GLM-5 dominated Blip tasks despite errors
Seven wins in 22 eligible Blip tests (6 were errored out) is a strong performance. GLM-5's outputs were consistently concise, correctly formatted for TTS, and accurate. Its pricing ($0.72/$2.30 per million tokens) is higher than DeepSeek-V3 but its results justify it for categories where it wins. I need to top up the OpenRouter credits before drawing final conclusions, but the directional signal is clear.
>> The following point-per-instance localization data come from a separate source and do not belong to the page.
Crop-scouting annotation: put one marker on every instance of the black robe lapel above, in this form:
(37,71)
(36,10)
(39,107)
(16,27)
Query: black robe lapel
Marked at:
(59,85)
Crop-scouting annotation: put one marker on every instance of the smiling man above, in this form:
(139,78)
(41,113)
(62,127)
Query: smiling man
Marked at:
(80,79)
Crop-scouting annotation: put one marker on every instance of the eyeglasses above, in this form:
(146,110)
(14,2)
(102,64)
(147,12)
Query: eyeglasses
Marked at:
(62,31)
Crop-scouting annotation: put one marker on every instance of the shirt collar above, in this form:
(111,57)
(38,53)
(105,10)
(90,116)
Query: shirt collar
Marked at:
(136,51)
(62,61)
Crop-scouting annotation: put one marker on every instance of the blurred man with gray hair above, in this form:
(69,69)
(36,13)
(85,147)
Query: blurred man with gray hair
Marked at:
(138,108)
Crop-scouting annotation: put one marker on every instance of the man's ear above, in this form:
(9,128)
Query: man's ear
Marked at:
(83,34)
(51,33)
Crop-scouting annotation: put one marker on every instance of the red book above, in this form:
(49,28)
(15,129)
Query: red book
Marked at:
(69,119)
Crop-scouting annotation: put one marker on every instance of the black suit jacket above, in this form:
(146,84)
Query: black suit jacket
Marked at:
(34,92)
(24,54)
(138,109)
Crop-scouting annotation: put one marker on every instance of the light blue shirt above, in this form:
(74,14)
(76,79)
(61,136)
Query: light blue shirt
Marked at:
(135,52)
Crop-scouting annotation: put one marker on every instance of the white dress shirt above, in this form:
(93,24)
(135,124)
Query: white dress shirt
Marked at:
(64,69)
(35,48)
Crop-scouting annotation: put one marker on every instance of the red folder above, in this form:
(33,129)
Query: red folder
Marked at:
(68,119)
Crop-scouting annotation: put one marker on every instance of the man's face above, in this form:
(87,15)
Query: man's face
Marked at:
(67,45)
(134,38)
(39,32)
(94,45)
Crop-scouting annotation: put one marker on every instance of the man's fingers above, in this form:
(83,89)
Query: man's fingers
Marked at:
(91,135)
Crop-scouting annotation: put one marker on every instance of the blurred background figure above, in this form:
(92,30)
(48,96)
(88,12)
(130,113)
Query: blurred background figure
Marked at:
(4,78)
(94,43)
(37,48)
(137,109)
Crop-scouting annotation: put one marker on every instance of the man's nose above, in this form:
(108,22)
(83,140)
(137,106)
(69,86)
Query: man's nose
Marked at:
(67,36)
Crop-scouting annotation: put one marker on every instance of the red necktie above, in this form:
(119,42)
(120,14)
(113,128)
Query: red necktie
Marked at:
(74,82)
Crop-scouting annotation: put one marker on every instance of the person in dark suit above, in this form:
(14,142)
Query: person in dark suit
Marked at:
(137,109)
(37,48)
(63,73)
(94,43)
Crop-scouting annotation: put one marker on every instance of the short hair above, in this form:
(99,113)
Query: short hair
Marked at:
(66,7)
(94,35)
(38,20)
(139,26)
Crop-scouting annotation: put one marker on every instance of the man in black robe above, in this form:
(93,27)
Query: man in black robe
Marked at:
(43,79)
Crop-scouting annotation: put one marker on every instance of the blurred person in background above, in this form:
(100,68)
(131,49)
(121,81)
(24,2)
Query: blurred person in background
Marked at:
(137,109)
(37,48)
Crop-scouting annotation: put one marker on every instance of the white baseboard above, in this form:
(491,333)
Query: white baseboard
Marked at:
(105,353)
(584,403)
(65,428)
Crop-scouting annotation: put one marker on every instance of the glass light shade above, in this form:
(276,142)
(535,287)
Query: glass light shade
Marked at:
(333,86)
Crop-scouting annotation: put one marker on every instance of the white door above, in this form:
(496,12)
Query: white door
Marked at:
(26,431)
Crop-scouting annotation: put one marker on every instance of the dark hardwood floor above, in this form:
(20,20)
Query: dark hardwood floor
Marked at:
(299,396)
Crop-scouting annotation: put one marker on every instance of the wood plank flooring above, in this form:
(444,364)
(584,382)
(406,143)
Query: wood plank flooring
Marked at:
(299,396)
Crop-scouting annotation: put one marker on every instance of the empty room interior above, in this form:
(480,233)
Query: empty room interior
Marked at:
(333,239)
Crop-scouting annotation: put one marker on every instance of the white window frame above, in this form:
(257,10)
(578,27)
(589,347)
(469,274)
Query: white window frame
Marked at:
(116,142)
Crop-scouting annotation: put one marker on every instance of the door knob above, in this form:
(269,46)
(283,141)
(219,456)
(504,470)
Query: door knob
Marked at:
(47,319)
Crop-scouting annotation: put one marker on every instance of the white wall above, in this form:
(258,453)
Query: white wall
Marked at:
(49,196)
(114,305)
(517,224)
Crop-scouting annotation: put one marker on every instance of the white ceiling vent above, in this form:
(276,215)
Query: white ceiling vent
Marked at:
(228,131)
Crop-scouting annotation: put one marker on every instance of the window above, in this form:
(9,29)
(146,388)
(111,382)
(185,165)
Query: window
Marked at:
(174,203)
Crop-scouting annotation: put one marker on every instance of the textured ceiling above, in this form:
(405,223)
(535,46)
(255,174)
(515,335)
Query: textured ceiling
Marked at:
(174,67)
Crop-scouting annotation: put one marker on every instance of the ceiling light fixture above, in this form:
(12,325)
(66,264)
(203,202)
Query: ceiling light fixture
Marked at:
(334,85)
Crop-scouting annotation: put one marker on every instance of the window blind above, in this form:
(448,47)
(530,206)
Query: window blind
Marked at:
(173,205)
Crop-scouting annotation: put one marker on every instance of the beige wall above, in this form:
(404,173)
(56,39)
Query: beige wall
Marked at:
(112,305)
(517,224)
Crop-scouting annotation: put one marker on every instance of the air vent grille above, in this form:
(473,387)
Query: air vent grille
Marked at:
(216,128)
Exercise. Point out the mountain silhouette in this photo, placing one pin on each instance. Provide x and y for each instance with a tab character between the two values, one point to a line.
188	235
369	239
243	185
Claude continues to dominate non-Blip suites
Coding: Sonnet 3, Opus 2. Reasoning: Opus 2, MiniMax 1. Writing: Sonnet 1, Opus 1. Clinical: Sonnet 2, Opus 2 (with GLM-5 and DeepSeek-V3 each picking up one). For tasks requiring deep domain knowledge, sustained coherence, and careful judgment, the frontier models aren't close to being replaced by local ones.
What this means for Blip's routing layer
The data now supports a clearer routing table than the first run produced:
- Safety responses: Qwen-Coder (local, free, dominated this category)
- Spelling, trivia, structured tasks: GLM-5 or Claude Opus
- Emotional and conversational: Claude Sonnet
- Math and multi-turn: Qwen-Coder (local) or Claude Opus
- Front door / classification: Hermes3:8b (fast, cheap, reliable under load)
The architecture that's emerging: Hermes3 handles classification and simple front-door tasks at <200ms; Qwen-Coder handles structured local tasks (safety, math formatting, spelling validation); cloud escalates to GLM-5 or Claude for creative and conversational tasks where local models consistently underperform.
What's still unresolved
Judge affinity remains a live concern. Claude Opus as judge may favor outputs that resemble Claude's training distribution. The corrected benchmark didn't solve this — it only removed the most obvious sources of artificial score degradation. A proper multi-judge setup (at least one non-Anthropic judge) would give more confidence in the relative rankings between local models and Claude.
GLM-5's credit errors need a clean full run before I treat its 7-win score as final. It's the most promising cloud-affordable model in the Blip task categories, which makes getting clean data on it important.
The results are good enough to proceed with Blip's routing layer. They're not good enough to be the last benchmark I ever run.